ISPRS Ann. Photogramm. Remote Sens. Spatial Inf. Sci., IV-5/W2, 97–102, 2019
https://doi.org/10.5194/isprs-annals-IV-5-W2-97-2019
© Author(s) 2019. This work is distributed under
the Creative Commons Attribution 4.0 License.

  05 Dec 2019

05 Dec 2019

SPATIO-TEMPORAL ANALYSIS AND MODELING OF URBAN GROWTH OF BIRATNAGAR CITY, NEPAL

S. Shrestha S. Shrestha
  • Photogrammetry and Remote Sensing Unit, Land Management Training Center, Government of Nepal

Keywords: Urban Growth, Image Classification, Spatial Metrics, Analytical Hierarchical Process, Multi-Criteria Analysis, Land Use Modeling

Abstract. Increasing land use land cover changes, especially urban growth has put a negative impact on biodiversity and ecological process. As a consequences, they are creating a major impact on the global climate change. There is a recent concern on the necessity of exploring the cause of urban growth with its prediction in future and consequences caused by this for sustainable development.
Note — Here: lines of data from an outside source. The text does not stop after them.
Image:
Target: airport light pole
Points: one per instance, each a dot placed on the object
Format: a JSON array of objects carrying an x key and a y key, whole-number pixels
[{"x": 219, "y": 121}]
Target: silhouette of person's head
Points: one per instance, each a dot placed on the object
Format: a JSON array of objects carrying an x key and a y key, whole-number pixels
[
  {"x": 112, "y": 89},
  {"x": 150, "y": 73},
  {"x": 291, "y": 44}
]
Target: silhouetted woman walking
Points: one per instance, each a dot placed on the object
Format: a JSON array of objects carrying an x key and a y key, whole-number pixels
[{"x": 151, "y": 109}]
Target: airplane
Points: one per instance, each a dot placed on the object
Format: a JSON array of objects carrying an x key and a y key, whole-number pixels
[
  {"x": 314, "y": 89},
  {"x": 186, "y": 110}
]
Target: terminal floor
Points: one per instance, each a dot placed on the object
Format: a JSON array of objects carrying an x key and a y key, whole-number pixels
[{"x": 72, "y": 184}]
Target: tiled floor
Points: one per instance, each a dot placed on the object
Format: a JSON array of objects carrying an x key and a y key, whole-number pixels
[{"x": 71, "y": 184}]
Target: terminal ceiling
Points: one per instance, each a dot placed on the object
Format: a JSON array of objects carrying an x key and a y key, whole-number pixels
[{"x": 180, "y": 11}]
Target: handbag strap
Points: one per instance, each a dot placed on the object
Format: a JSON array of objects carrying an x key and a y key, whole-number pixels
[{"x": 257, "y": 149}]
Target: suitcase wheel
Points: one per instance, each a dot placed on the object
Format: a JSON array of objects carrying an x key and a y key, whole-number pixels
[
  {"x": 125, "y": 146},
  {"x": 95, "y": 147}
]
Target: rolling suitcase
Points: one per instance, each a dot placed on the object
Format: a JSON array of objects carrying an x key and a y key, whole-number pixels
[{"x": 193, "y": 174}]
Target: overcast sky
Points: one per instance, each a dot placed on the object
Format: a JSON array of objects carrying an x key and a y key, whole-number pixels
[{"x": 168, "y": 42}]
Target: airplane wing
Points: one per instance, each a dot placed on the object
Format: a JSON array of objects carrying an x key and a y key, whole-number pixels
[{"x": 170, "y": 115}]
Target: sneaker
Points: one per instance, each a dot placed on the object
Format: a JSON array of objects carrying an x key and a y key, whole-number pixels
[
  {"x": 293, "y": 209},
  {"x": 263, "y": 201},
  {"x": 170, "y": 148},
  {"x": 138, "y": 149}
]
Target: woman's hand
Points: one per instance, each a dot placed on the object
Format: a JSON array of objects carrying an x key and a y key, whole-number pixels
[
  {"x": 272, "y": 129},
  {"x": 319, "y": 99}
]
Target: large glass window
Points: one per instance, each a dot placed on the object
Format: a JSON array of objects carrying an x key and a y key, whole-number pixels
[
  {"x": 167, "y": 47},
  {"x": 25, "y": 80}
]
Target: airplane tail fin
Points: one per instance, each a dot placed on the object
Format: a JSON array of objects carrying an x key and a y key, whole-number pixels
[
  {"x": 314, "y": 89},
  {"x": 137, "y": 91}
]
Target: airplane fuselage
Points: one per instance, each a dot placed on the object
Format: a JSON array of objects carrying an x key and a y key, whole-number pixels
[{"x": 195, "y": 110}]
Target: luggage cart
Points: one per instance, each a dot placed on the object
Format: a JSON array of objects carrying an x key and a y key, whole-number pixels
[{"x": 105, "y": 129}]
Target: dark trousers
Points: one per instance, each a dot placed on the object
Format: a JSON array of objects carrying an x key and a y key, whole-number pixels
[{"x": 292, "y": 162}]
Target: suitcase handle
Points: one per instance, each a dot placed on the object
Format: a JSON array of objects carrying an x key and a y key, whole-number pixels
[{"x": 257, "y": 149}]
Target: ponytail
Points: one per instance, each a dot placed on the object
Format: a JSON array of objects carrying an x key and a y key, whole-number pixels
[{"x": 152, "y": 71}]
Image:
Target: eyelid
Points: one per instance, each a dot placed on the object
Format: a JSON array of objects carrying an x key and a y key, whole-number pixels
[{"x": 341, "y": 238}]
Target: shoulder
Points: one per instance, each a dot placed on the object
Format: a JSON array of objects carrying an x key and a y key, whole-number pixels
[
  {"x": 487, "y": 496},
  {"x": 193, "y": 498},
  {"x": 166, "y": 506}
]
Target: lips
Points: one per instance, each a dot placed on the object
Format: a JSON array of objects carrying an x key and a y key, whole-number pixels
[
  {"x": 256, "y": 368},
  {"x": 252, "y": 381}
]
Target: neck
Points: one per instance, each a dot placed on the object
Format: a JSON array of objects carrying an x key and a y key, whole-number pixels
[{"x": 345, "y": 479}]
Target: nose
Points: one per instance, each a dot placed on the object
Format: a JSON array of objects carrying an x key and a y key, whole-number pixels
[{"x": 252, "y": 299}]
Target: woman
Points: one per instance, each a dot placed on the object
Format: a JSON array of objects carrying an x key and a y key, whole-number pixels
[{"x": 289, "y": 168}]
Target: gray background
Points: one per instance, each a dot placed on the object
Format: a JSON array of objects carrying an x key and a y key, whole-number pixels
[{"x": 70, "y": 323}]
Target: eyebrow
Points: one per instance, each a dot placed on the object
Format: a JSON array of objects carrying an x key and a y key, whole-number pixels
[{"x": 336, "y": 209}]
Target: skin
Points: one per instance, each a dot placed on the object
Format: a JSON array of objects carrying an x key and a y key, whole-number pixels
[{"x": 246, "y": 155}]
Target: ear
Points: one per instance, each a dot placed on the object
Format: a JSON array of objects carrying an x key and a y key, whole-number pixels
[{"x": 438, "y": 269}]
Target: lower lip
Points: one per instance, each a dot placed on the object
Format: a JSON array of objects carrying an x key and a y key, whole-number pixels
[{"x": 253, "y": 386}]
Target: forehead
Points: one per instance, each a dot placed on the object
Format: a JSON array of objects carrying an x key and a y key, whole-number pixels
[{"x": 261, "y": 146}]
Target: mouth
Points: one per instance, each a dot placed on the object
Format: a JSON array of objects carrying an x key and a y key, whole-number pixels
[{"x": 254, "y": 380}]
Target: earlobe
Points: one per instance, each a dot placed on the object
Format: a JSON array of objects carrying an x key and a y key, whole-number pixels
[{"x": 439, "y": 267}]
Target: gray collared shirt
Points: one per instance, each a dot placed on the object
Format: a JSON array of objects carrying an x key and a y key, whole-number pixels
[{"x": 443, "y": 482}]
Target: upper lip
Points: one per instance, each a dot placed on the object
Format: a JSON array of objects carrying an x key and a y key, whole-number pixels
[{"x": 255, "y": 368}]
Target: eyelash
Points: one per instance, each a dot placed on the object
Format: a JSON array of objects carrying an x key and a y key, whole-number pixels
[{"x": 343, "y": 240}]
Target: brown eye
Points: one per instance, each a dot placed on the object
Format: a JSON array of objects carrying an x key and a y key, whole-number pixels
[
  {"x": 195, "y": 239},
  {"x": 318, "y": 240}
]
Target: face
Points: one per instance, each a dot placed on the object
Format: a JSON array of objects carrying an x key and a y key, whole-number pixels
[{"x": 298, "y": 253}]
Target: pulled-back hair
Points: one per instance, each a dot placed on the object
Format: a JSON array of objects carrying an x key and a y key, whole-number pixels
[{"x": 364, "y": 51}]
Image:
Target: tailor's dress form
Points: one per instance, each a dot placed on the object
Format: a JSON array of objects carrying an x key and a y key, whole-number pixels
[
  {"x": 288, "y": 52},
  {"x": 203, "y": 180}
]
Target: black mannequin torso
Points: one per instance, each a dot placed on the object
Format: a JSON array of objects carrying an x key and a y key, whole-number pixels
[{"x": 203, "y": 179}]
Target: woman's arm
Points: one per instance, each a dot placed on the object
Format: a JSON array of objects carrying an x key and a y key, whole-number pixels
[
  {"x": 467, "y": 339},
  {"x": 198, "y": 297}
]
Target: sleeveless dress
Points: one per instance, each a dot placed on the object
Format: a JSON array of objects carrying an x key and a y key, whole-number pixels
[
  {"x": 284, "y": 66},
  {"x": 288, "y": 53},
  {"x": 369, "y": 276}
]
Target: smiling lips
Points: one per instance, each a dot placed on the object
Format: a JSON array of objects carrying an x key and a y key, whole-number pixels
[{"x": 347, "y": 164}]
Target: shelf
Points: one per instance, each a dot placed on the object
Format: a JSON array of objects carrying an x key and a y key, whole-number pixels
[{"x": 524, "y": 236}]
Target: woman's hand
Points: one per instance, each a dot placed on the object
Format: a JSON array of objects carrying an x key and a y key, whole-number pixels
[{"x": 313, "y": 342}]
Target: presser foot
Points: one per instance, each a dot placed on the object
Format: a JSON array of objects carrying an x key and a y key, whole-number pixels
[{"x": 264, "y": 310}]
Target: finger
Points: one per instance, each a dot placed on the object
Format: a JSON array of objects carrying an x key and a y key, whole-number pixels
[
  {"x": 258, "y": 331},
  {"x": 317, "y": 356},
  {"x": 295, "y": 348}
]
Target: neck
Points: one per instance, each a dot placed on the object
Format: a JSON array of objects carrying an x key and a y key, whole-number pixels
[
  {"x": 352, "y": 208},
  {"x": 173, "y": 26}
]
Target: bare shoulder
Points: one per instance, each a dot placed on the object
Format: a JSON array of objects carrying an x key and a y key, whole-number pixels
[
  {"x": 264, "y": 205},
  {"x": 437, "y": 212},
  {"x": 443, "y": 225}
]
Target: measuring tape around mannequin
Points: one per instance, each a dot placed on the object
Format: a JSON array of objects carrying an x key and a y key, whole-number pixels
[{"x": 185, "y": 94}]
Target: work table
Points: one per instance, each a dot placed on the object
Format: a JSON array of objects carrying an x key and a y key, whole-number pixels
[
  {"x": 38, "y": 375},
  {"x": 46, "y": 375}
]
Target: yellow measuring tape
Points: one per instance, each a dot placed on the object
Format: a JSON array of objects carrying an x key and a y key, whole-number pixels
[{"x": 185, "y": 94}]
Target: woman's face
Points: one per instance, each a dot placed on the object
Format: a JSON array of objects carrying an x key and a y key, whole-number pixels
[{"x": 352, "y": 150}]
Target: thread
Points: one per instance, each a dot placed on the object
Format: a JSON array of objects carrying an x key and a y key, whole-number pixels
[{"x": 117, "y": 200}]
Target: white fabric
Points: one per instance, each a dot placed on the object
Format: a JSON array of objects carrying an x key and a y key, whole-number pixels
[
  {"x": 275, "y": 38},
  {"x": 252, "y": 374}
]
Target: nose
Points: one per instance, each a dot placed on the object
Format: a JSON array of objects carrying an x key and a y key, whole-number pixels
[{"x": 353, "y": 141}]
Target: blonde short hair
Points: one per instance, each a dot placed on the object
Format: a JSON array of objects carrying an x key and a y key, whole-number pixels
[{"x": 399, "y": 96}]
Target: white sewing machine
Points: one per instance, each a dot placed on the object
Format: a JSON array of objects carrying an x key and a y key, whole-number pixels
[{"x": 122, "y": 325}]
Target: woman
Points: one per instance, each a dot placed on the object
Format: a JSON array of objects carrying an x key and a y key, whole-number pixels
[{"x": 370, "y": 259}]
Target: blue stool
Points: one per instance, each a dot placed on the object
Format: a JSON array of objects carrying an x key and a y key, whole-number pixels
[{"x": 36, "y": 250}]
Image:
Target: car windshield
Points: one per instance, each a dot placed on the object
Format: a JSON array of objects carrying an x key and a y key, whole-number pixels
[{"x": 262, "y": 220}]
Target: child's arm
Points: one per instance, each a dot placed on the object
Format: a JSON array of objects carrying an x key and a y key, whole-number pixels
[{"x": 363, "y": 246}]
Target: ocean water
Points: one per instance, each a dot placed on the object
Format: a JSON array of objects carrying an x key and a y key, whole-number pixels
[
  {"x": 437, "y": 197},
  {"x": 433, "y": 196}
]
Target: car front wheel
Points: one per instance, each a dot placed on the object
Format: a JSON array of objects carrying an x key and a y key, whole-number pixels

This can be achieved by using multitemporal remote sensing imagery analysis, spatial metrics, and modeling. In this study, spatio-temporal urban change analysis and modeling were performed for Biratnagar City and its surrounding area in Nepal. Land use land cover map of 2004, 2010, and 2016 were prepared using Landsat TM imagery using supervised classification based on support vector machine classifier. Urban change dynamics, in term of quantity, and pattern was measured and analyzed using selected spatial metrics and using Shannon’s entropy index. The result showed that there is increasing trend of urban sprawl and showed infill characteristics of urban expansion. Projected land use land cover map of 2020 was modeled using cellular automata-based approach. The predictive power of the model was validated using kappa statistics. Spatial distribution of urban expansion in projected land use land cover map showed that there is increasing threat of urban expansion on agricultural land.